Deepening inequalities and wider processes of demographic, economic and social change are altering how people across the Global North move between homes and neighbourhoods over the lifespan.
This book presents a life course framework for understanding how the changing dynamics of people’s family, education, employment and health experiences are deeply intertwined with ongoing shifts in housing behaviour and residential pathways. Particular attention is paid to how these processes help to drive uneven patterns of population change within and across neighbourhoods and localities.
Integrating the latest research from multiple disciplines, the author shows how housing and life course dynamics are together reshaping 21st-century inequalities in ways that demand greater attention from scholars and public policymakers.
This chapter explains why a new life course perspective on housing is needed. It begins by outlining the many functions housing plays within people’s lives; from satisfying basic biophysical needs through to providing a site for identity construction. Next, the chapter sketches how four constellations of macro-level forces – economic processes, demographic change, public policies and cultural trends – interact to drive institutionally mediated shifts in housing behaviours over time. The chapter argues that these macro-level forces change housing careers through their effects on four ‘proximate determinants’ of residential behaviour. These four proximate determinants are (1) aspirations and preferences, (2) resources and restrictions, (3) events and transitions, and (4) housing-related opportunities and constraints. The chapter concludes by outlining the rest of the book’s contents and its overarching structure.
This chapter uses Chapter 2’s life course conceptual toolbox to examine the two-way connections between education and housing dynamics. It begins by arguing that housing and educational careers are deeply interwoven in ways that tend to deepen social and spatial inequalities. Next, the chapter proceeds to discuss how processes of learning and training interact with two aspects of residential behaviour: (1) patterns of longer-distance migration and decisions about where to live, on the one hand, and (2) domestic living arrangements, housing tenure transitions and neighbourhood selection on the other. Overall, the chapter demonstrates that the connections between education and housing are not confined to young people but rather span the entirety of adulthood.
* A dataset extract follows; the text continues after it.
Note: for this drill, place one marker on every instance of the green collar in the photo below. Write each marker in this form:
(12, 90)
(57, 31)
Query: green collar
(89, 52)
Chapter 8 summarises how the book’s life course framework can be used to further our understanding of contemporary housing careers and their links to changing lives, places and inequalities. The chapter starts by recapping the key features of the life course perspective. It then reviews how the life course conceptual tools developed in Chapter 2 can be applied to integrate and synthesise what we know about housing and life course dynamics. Future applications of the twelve tools are then sketched before the chapter concludes with ten general guidelines about how best to apply life course insights to research, policy deliberations and simply when thinking about or discussing housing. This section is designed to be useful to anyone interested in understanding the social dimensions of contemporary housing issues.